Stevens also said that when the prop­erty was ac­quired by the Houghton fam­ily, it came with re­stric­tions that say res­i­den­tial sub­di­vi­sions are not al­lowed.

Cindy Bu­niski, Aspen In­sti­tute Wye Cam­pus ex­ec­u­tive di­rec­tor, said the group talked about run­ning a coun­try inn mul­ti­ple years ago when the econ­omy strug­gled but de­cided it didn’t “want to get into that busi­ness.”

Dur­ing the re­ces­sion, Bu­niski said, the in­sti­tute lost a lot of cor­po­rate busi­nesses. Once cor­po­rate busi­nesses came back to the con­fer­ence cen­ter, Bu­niski said an ex­ec­u­tive or­der was com­pleted that said no govern­ment busi­ness could go off site, caus­ing about 25 per­cent of its busi­ness to dis­ap­pear.

“It was re­ally tough and it hasn’t come back yet,” she said.

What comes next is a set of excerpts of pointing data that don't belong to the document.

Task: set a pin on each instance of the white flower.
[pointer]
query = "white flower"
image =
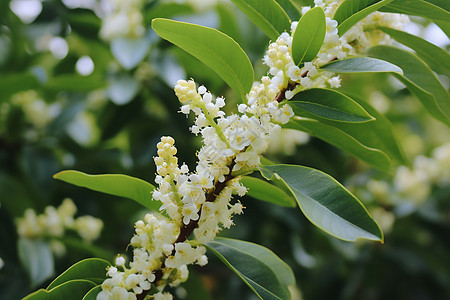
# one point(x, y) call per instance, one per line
point(190, 212)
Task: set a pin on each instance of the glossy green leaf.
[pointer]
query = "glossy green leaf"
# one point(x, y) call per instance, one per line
point(444, 4)
point(92, 294)
point(195, 287)
point(351, 12)
point(340, 139)
point(262, 190)
point(421, 8)
point(113, 184)
point(228, 23)
point(213, 48)
point(92, 269)
point(14, 83)
point(437, 58)
point(377, 134)
point(309, 36)
point(37, 259)
point(89, 249)
point(419, 79)
point(326, 203)
point(329, 104)
point(129, 52)
point(168, 10)
point(264, 272)
point(361, 65)
point(292, 7)
point(70, 290)
point(268, 15)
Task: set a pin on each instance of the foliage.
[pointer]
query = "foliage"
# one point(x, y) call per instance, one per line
point(81, 94)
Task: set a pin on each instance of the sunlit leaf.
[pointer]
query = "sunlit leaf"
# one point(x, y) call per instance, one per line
point(92, 269)
point(376, 134)
point(14, 83)
point(92, 294)
point(130, 52)
point(264, 272)
point(309, 36)
point(213, 48)
point(351, 12)
point(262, 190)
point(70, 290)
point(419, 79)
point(340, 139)
point(329, 104)
point(268, 15)
point(326, 203)
point(113, 184)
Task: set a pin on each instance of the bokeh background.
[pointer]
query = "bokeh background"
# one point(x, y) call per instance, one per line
point(87, 85)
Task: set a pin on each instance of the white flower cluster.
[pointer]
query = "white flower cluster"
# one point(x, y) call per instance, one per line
point(36, 110)
point(415, 185)
point(353, 42)
point(152, 242)
point(200, 202)
point(122, 19)
point(55, 221)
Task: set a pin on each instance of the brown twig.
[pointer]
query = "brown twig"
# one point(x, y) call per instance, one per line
point(187, 230)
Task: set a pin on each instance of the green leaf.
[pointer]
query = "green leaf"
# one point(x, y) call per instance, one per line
point(444, 4)
point(264, 272)
point(71, 290)
point(329, 104)
point(377, 134)
point(92, 294)
point(419, 79)
point(89, 249)
point(361, 65)
point(292, 7)
point(75, 83)
point(195, 287)
point(268, 15)
point(326, 203)
point(36, 258)
point(309, 35)
point(339, 138)
point(262, 190)
point(14, 83)
point(228, 22)
point(168, 10)
point(92, 269)
point(351, 12)
point(437, 58)
point(421, 8)
point(113, 184)
point(213, 48)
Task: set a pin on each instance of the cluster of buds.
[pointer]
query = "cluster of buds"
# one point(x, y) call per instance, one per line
point(55, 221)
point(198, 204)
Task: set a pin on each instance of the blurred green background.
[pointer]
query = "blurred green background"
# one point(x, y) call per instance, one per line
point(87, 85)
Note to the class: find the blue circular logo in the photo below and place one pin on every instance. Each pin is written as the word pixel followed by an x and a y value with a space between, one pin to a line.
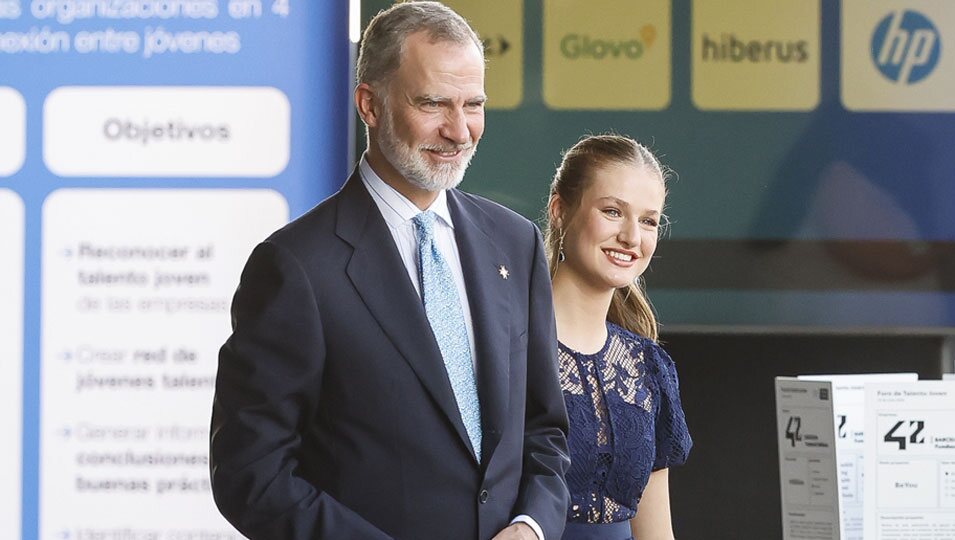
pixel 906 46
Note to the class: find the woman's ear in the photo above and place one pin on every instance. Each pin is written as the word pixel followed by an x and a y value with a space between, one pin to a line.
pixel 555 210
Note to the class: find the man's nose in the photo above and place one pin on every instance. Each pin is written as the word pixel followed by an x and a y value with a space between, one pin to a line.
pixel 455 127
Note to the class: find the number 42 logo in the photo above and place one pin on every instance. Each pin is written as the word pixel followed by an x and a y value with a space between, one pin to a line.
pixel 902 433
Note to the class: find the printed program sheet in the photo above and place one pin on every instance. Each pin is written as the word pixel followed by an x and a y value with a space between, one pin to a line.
pixel 910 461
pixel 807 459
pixel 848 406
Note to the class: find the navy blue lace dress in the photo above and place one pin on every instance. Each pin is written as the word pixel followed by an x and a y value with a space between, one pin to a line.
pixel 626 421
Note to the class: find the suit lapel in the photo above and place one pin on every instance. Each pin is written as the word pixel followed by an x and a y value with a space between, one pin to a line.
pixel 379 275
pixel 488 293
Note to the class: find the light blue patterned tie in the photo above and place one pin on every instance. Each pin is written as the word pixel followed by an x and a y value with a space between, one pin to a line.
pixel 441 304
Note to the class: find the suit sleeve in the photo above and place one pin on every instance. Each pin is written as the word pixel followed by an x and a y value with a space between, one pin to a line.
pixel 268 382
pixel 543 495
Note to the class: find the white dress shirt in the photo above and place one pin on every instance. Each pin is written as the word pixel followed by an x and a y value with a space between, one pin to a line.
pixel 398 211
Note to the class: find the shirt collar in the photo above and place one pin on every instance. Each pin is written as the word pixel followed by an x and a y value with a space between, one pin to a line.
pixel 395 207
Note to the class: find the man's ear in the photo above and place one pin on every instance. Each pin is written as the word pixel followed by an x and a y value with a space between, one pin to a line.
pixel 368 105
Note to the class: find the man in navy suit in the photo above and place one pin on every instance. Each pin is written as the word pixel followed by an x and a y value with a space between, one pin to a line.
pixel 392 371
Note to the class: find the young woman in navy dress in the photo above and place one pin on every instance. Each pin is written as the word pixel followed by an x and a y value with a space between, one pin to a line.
pixel 626 422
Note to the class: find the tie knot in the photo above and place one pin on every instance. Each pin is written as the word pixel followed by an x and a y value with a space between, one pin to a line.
pixel 424 224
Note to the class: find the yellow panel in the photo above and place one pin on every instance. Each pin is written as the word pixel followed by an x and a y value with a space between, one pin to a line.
pixel 606 54
pixel 756 54
pixel 500 23
pixel 908 66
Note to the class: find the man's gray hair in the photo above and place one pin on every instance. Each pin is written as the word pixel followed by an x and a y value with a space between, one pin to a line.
pixel 383 40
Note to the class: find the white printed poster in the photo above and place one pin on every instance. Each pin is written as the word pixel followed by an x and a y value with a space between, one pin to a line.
pixel 137 286
pixel 807 459
pixel 848 403
pixel 11 361
pixel 910 461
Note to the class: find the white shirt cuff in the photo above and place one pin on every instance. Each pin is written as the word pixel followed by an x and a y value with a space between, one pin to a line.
pixel 530 523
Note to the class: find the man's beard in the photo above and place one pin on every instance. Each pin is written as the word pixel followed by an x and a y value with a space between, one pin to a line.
pixel 411 164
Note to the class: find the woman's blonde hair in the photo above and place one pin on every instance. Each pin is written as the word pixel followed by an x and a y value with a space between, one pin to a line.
pixel 629 307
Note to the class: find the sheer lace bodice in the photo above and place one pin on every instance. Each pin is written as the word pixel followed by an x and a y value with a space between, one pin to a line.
pixel 626 420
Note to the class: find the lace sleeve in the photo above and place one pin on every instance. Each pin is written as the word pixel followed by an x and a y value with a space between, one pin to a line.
pixel 673 440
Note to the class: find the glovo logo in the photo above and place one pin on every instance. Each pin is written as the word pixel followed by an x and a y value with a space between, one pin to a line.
pixel 584 46
pixel 906 46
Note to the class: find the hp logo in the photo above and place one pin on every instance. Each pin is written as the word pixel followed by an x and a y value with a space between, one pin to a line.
pixel 906 46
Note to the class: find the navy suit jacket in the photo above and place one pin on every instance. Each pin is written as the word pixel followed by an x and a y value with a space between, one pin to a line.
pixel 333 415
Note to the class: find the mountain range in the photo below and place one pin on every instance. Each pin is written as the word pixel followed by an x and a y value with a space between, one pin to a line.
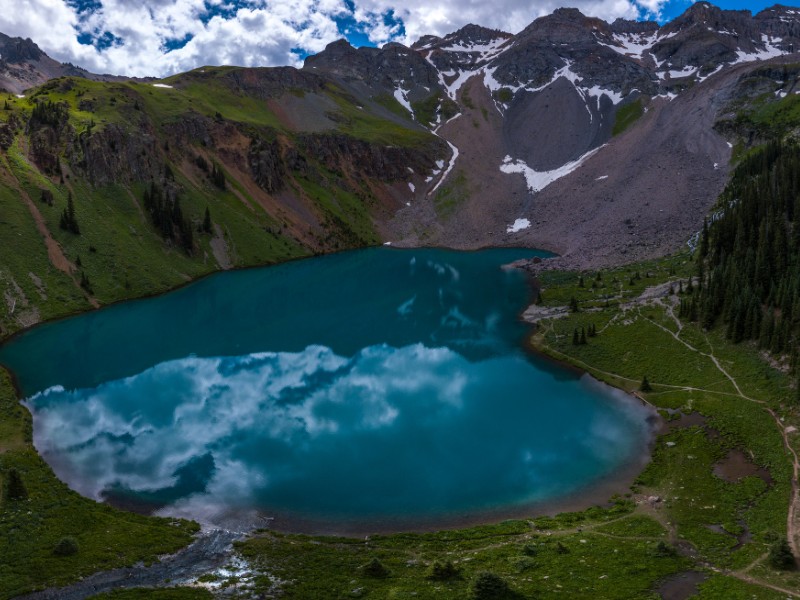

The prop­erty came with­out an en­dow­ment, so thou­sands of acres and about 40 build­ings need to be main­tained from what­ever rev­enue it re­ceives from the con­fer­ence cen­ter.

PHOTO BY MIKE DAVIS

The Houghten House, lo­cated on the Aspen In­sti­tute cam­pus, was re­zoned from Neigh­bor­hood Con­ser­va­tion-5 to Coun­try­side dur­ing the county com­mis­sion’s Tues­day, Oct. 11, meet­ing. The pre­vi­ous zon­ing line split the house di­rectly down the mid­dle.